Unfortunately, the weather didn't comply and I spent much of my nine days in Kentucky watching the rain from inside the small, cold and slightly run-down house I was crammed into with eight other climbers. It was damp, chilly, and oppressively dreary- not the most inspiring conditions.
even Zeke was bored
Thanks to the overhanging nature of many of the cliffs, I did get some climbing in even when it was pouring rain. It soon became clear to me why so many people fall in love with the Red- the sheer amount of high quality routes impressive, plus the holds on the rocks are just so interesting to grab and seem perfectly suited for human hands.
Me on Check Your Grip 12a (Alli Rainey photo)
Jonathan on SchizaFist 14a (Alli Rainey photo)

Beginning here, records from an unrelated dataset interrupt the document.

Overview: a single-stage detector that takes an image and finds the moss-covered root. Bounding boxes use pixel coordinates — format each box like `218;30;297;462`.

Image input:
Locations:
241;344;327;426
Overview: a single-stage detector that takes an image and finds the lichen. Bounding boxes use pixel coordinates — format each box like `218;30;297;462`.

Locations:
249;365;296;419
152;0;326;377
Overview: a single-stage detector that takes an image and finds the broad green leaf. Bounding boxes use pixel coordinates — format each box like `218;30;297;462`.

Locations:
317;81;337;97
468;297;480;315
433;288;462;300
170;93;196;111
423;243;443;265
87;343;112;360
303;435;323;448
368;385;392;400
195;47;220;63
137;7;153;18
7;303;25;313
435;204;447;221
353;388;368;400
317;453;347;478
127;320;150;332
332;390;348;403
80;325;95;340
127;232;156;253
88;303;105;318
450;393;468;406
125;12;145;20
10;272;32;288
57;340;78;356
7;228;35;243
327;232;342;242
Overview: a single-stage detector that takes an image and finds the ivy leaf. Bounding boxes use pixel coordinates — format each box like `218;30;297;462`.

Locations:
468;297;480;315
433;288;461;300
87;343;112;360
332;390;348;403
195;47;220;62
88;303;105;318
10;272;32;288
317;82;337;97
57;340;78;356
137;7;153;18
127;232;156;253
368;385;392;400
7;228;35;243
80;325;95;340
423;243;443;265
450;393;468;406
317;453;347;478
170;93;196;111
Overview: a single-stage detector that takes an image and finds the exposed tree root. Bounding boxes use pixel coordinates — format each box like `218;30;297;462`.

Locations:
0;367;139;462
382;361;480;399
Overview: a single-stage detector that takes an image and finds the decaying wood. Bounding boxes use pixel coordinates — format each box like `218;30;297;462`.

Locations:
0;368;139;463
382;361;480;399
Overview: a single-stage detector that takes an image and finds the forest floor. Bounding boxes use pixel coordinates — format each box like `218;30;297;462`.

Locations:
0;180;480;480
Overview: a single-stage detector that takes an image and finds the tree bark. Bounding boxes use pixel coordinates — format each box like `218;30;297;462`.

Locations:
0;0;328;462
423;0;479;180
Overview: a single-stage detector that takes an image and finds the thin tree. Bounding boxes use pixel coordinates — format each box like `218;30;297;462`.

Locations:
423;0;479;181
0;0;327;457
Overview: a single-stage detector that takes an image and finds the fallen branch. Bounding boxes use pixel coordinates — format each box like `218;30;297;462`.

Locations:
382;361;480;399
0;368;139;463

I wasn't quite as blown away as I had anticipated, but I'll chalk that up to the weather being such a limiting factor. It was hard to get psyched in the dismal grey omnipresent drizzle that loomed over us the entire time I was there. Smith Rock in Oregon still stands as my all-time favorite sport climbing area, then probably Ten Sleep, WY, with the Red coming in third. I'll revaluate that ranking after another visit to Kentucky, hopefully accompanied by some sunshine.